The Past is Present
In a sterling novel, a heroine strives for perfect

Sharon Sterling’s most recent novel, Perfect, set on Florida’s Emerald Coast, is an engaging confabulation of Southern Gothic, with a dash of The Handmaid’s Tale, and seems a natural successor in the world of novelist Ira Levin of Rosemary’s Baby.
Perfect’s prologue is set in 1978: Flight attendant Holly Wallace returns from a run to South America. Steps briskly through the Tallahassee airport. Drives home to Oak Bayou, top down, wind in her hair, eagerly anticipating her reunion with daughter Laura. Almost forgotten now is the oppressive gold pendant with the single word “Perfect” dangling between her breasts.
Perhaps somewhere deep down, she senses this homecoming will be her last, but she could not know that the mystery of her sudden death would gradually obsess and forever change her granddaughter’s understanding of the human heart.
Two generations later, granddaughter Sage Stevens’ father dies before she turns 5. Her mother Laura has joined the military to survive. Sage is living with Bertha, a puritanical aunt full of dire admonitions, including sour reflections on the opposite sex, leading Sage to make her way through life with a perennial chip on her shoulder. Her study of taekwondo and application to a police academy reflect Sage’s grim commitment to becoming a “strong woman.”
As the curtains part, Sage is moving out of her childhood home. Her mom is hospitalized after falling off a cliff, and that morning, Wayne, Sage’s wannabe boyfriend, has appeared before she’s out from under the covers and is importuning her to let him get into bed with her.
“We’re as acquainted as we’re going to get!” Sage snaps. “You came to help me move furniture, remember? A simple job for you. A favor for me. Not a lovers’ retreat!”
Later, Sage is in the attic sorting through memorabilia and discovers a picture of grandmother Holly at 20, wearing the “Perfect” gold necklace. The picture calls out to Sage, and she falls into a fugue state wherein she sees herself as Holly and hears a man’s voice describing her as nubile and “ready for reproduction.”
While visiting her mother in the hospital, Sage asks about the necklace in the picture and learns that a violent car crash had thrown Holly out of her convertible and the pendant was never found.
Sage develops a sudden interest in genealogy and is oblivious to the possibilities of revealing her genome to the world. She has her DNA analyzed, afterward telling her mother with pride, “It said I’m one in a thousand! Longevity and no markers for the majority of deadly diseases!”
Thus, Sage Stevens naively reveals to the world the nearly perfect facets of her physiology.

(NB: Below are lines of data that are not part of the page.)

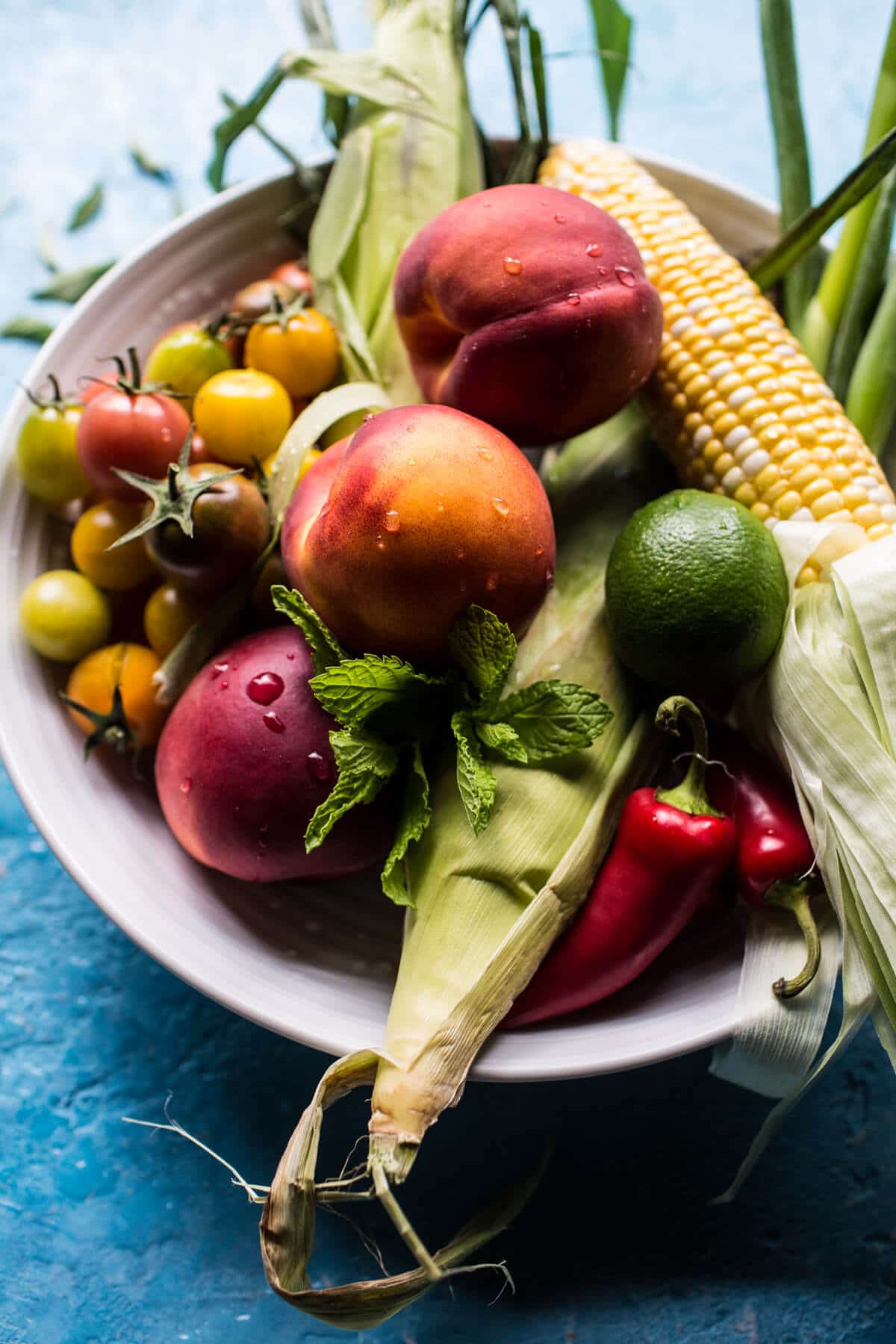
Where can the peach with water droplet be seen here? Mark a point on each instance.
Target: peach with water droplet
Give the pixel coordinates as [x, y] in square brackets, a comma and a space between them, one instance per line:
[507, 315]
[390, 558]
[235, 765]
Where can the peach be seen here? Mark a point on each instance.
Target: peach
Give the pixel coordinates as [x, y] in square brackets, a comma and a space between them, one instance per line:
[423, 511]
[529, 308]
[245, 759]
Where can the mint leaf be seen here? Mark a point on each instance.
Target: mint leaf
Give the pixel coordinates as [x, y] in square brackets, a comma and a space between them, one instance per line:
[474, 779]
[413, 821]
[87, 208]
[554, 718]
[324, 645]
[504, 739]
[356, 688]
[364, 764]
[484, 647]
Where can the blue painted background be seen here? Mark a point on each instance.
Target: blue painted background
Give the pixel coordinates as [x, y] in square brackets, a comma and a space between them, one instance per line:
[109, 1234]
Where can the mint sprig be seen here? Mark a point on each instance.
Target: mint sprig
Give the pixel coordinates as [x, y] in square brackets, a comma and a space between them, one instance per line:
[390, 712]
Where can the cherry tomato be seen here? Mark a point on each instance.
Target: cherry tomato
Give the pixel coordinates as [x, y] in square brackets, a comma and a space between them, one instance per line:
[296, 276]
[300, 351]
[242, 416]
[63, 616]
[184, 358]
[131, 667]
[47, 453]
[272, 574]
[94, 532]
[254, 300]
[230, 530]
[167, 617]
[139, 432]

Meanwhile, perhaps to make a point about her independence from Wayne, Sage immerses herself, on one hand, in a hook-up with Taylor, a member of her taekwondo class, and on the other, a creepy platonic dalliance with Otto Warner, a German-Argentinian businessman whom she thinks she has met purely by chance. He sends her pink roses and takes her to dinner.
Sage’s burgeoning suspicion that her grandmother was murdered leads her and those around her into a world of human trafficking: murder, dark, subterranean baby farms where kidnapped women are kept pregnant; and human chop-shops where organs are harvested until the “donor” withers away.

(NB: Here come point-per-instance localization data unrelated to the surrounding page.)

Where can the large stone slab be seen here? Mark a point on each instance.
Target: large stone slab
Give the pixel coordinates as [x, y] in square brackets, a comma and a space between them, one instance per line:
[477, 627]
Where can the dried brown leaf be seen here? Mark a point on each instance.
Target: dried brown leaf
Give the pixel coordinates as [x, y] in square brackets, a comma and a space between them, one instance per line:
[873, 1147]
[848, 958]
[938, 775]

Perfect seems to pick up where The Boys from Brazil leaves off. Two generations later, the descendants of Nazi fugitives cling to master-race theory and additionally have been corrupted by the forces of entrepreneurialism.

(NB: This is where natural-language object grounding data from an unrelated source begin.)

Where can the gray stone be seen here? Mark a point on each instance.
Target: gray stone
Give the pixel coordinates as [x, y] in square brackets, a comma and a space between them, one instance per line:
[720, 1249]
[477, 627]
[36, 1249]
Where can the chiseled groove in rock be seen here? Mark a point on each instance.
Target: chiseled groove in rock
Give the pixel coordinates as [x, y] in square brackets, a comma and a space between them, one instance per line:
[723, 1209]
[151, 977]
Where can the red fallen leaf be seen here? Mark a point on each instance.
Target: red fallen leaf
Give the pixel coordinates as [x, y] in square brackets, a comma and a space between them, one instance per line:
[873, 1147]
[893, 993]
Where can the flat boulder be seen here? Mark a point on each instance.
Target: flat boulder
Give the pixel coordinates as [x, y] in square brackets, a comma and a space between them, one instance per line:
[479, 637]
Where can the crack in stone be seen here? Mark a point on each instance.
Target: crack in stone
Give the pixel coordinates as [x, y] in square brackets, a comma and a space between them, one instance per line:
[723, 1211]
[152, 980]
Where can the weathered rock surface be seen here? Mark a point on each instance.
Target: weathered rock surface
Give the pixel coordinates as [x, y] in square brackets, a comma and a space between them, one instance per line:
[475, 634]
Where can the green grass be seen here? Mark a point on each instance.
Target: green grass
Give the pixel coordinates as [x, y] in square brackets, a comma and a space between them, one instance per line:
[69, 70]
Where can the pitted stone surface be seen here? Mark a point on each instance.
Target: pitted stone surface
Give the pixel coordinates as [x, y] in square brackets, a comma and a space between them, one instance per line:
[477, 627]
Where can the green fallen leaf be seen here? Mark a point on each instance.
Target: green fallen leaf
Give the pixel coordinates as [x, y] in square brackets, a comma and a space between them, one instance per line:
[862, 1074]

But for Sage Stevens and the persistent, stalwart Wayne, the book unfolds like the archetypal stories in which the result of the heroine’s spiritual seeking is a return to where she started and at long last, self-discovery.
About the Author

Photo Courtesy of sharonsterling.net
Author Sharon Sterling currently lives in Arizona. Her award-winning Arizona Thriller Trilogy is a jewel for genre aficionados, especially those with a penchant for the Southwest, but Sterling’s talent at sussing out Southern manners and ways is gracefully restrained. Her choice of the Emerald Coast as a set for Perfect is spot on. And, hallelujah! She don’t hoke it up!